Василию Петровичу почему-то захотелось подразнить, помучить себя картиной чужого благополучия, и он сел неподалеку от них. Он скромно потягивал вино, когда к нему подошел возвратившийся из купален, с лестницы заметивший его учитель русского языка Вельченко. Он имел привычку слегка прищуривать один глаз, и это, вместе с общей подвижностью и выразительностью лица, придавало ему лукавый, насмешливый вид.
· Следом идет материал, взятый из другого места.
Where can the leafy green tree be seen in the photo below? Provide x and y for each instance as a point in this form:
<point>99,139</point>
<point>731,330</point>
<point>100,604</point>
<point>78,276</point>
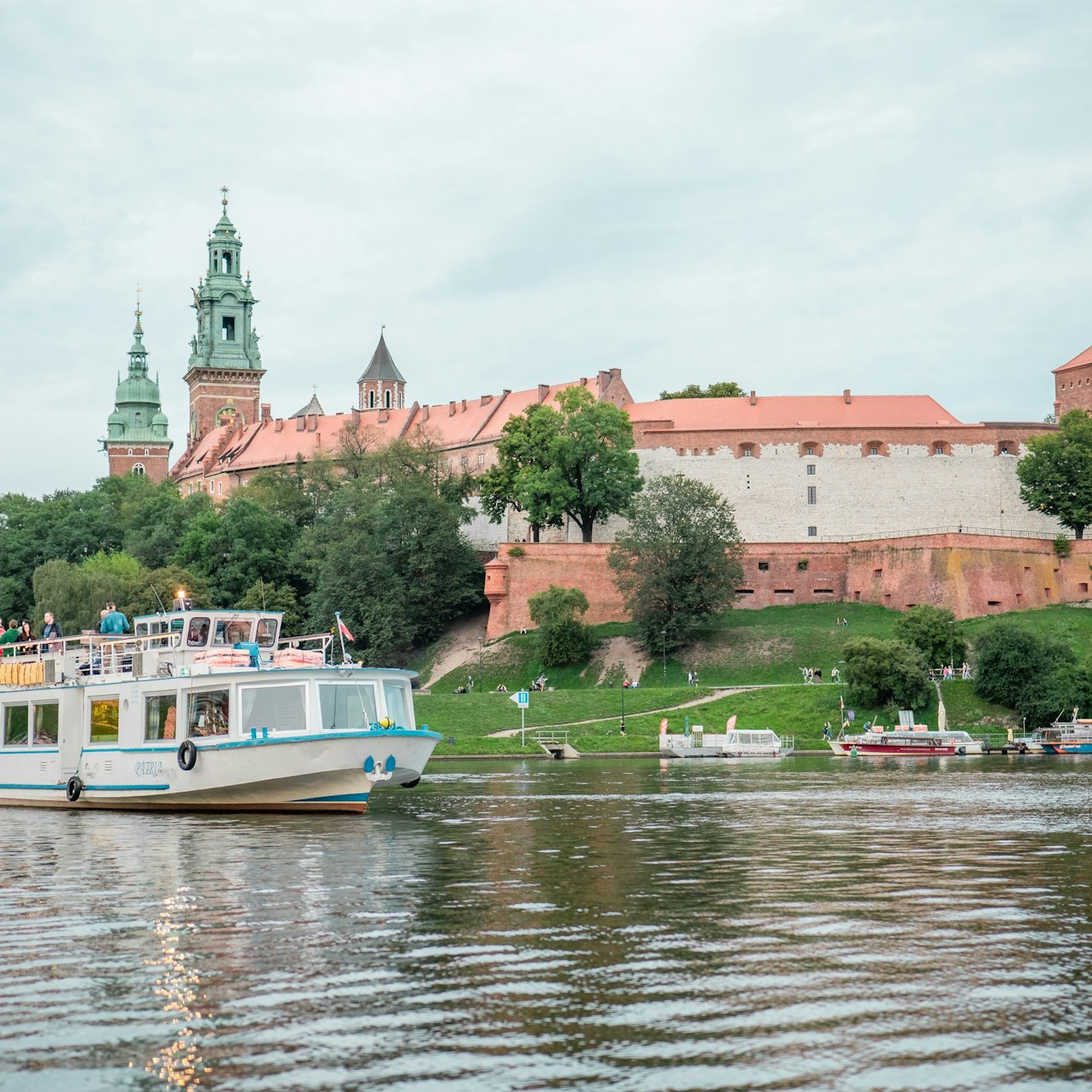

Самолюбивый и щепетильный Василий Петрович ему одному позволял подтрунивать над собой и делал ему меткие реплики.
— Здравствуйте, Василий Петрович, — сказал Вельченко приятным баритоном и крепко потряс ему руку.
— Здравствуйте, — отозвался жирным баском Василий Петрович. — Экий у вас голос приятный и сильный!.. Помню, как вы эффектно пели на вечере у профессора К.: "Нет, только тот, кто знал свиданья жажду…" Глинка, Рубинштейн, Чайковский у вас бесподобно выходят. Во времена Разумовских и вы сделали бы себе карьеру, состоя в придворной капелле… Признайтесь, это было бы куда веселей, чем исправлять тетрадки и слушать, как после ревизии тебя шельмуют на совете… А воображаю, как у вас звучит "люблю тебя"…
— Никогда никому не говорил — не приходилось… И, по всей вероятности, не скажу, — отвечал Вельченко, живописно раскинувшись на стуле и блеснув своими белыми ровными зубами. Он снял широкополую, некрасивой формы соломенную шляпу и провел по густым черным волосам, отливавшим синевой. Черные глубокие зрачки его глаз, плававшие в синеватом белке, как-то хищно и чересчур бесцеремонно уставились на красивую соседку.
— Вот так скептик! — сказал Василий Петрович и тоже снял свою изящную фетровую шляпу и пригладил свои короткие, щеткой подстриженные русые волосы.
— Как вам нравится эта барыня? — слишком громко спросил у него Вельченко. — Какие у нее алые губы, если только это не губная помада! Хотел бы в этом убедиться, но присутствие супруга мешает…
— Только это?
— Конечно. Она того типа женщина, за которыми надо наблюдать неусыпно. Разве вы не видите, близорукий вы человек? Если задумаете жениться, мне сначала покажите вашу избранницу: я очень проницателен. Помните, как вы неудачно сосватали беднягу Грачевского. Ведь он, говорят, совсем спился.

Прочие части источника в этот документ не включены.